Medical supplies agency has revamped its e-mobile application meant to ease service provision to local hospitals, in a fresh attempt to woo counties to adopt the platform.
The Kenya Medical Supplies Authority (Kemsa) had launched an earlier version in 2013, but its roll-out stalled following the devolution of healthcare services to the counties.
The application was developed through a public private partnership supported by the Ministry of Health, Centres for Disease Control and Prevention (CDC) Foundation, mHealth Kenya and Fintech Group.
A remote dispensary can now order for drugs without having to go through paperwork and the red tape so that the medicine can be sought from Kemsa.
The platform not only linked hospitals to the medical warehousing systems but also allowed the public to report any irregularities and complaints.
Dr Cathy Mwangi, the mHealth Kenya CEO and principal investigator, says the system stalled soon after being launched and rolled out in about three counties.
“Initially it had been developed targeting national management but with the Ministry of Health as devolved, roll out hit a snag in 2014 as we had to interact with the counties afresh which was a bit challenging,” she admits.
Some of the counties had other bigger problems like insecurity and food crises, which they needed to address before they could begin improving healthcare systems.
Through a lot awareness campaigns and training, Dr Mwangi says, counties have slowly embraced the paperless system of procuring drugs and medical devices to their local facilities. Today mHealth is preparing to conduct training simultaneously in counties planning to implement the system before June.
“This is one of the applications I take pride in because of the impact it has in healthcare provision.
“I got involved with it from the onset, developing system requirements, and designs with the Ministry of Health and CDC, having it launched in 2013 and seeing a continued implementation in counties from last year,” she says adding that they are about to evaluate the real impact of the system across the health value chain.
Dr Mwangi does not describe herself as a techie, even though her work has seen her develop applications to improve health systems both locally and in the US over the past 20 years.
“My first degree was in education, but when I went to the US I got involved with health because it was better paying. I started working with hospitals and slowly became a certified medical coder,” she recalled.
She began working with the IT teams to improve the hospital systems at the University of Maryland Hospital in Baltimore and her career later progressed to health related project management.
When she came back to Kenya in 2009 she was committed to creating systems that would help hospitals become more efficient and improve service delivery.
However, working with independent hospitals was not as easy due to slow pace of implementing the new systems.
But when an opportunity for her to work as the CDC Foundation country manager came up, she did not turn back.
“mHealth began as an incubation of the CDC Foundation because they needed a legal entity to enable it implement projects within the country.
“We started doing projects that addressed gaps within the sector that had been identified by both the ministry and donor partners,” she explained.
Even though most of the work mHealth does is still donor funded, Dr Mwangi says they have embarked on a strategic plan that will see them become self-sustainable in the next two years.
“We want to develop and grow our for profit wing which will be able to develop systems for hospitals and other entities within the sector to address their individual needs as well as have a separate wing for donor funded projects,” she said.
To enable them become self-reliant, they have had to make several changes, for instance, unlike two years ago when they outsourced most of the technical work, they have hired in-house techies to develop new apps as well as manage and update existing ones.
“With outsourcing, there was a challenge with budgets, especially if the projects changed scope midway which would mean an extra cost of the tech companies we had contracted and sometimes the budget just wasn’t there,” she says.
A lot of the systems they develop are designed for remote areas where there are mobile networks reception, but without Internet access. They also develop apps for smartphones.

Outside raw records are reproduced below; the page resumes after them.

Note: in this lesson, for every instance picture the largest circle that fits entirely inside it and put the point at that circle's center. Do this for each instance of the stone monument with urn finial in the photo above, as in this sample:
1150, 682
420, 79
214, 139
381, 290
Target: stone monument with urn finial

Aside from the Kemsa e-mobile application, mHealth has also been involved in the development of the Text for Life app for the Kenya National Blood Transfusion Service (KNBTS).
The blood donor system assists the KNBTS in recruiting blood donors and communicating with them on where to make donations and letting them know their blood has been tested, used and where they need to go pick up results.
“We have helped KNBTS create a database of donors to reach out to when there is need.
“During the Westgate attack where we were able to send out mass messages for blood donations,” she says.
Dr Mwangi says the system, which also focuses on creating repeat donors, has helped change the lifestyles of many people because they try to live healthy with the reminder of being able to donate blood after every three months.
Dr Mwangi is a firm believer that there is still room for innovations within healthcare sector as patients become more informed and participate in their management unlike before when they did not have a say.
“Technology is being used to follow up on patients that would have otherwise been lost for care, today we can track a pregnant mother and be able to see her deliver safely in hospital.
“We need to make it possible for a patient to go to hospital with their medical records and give that access to a different doctor so that they do not have to go through diagnostic treatments every time they go for a second opinion,” she says.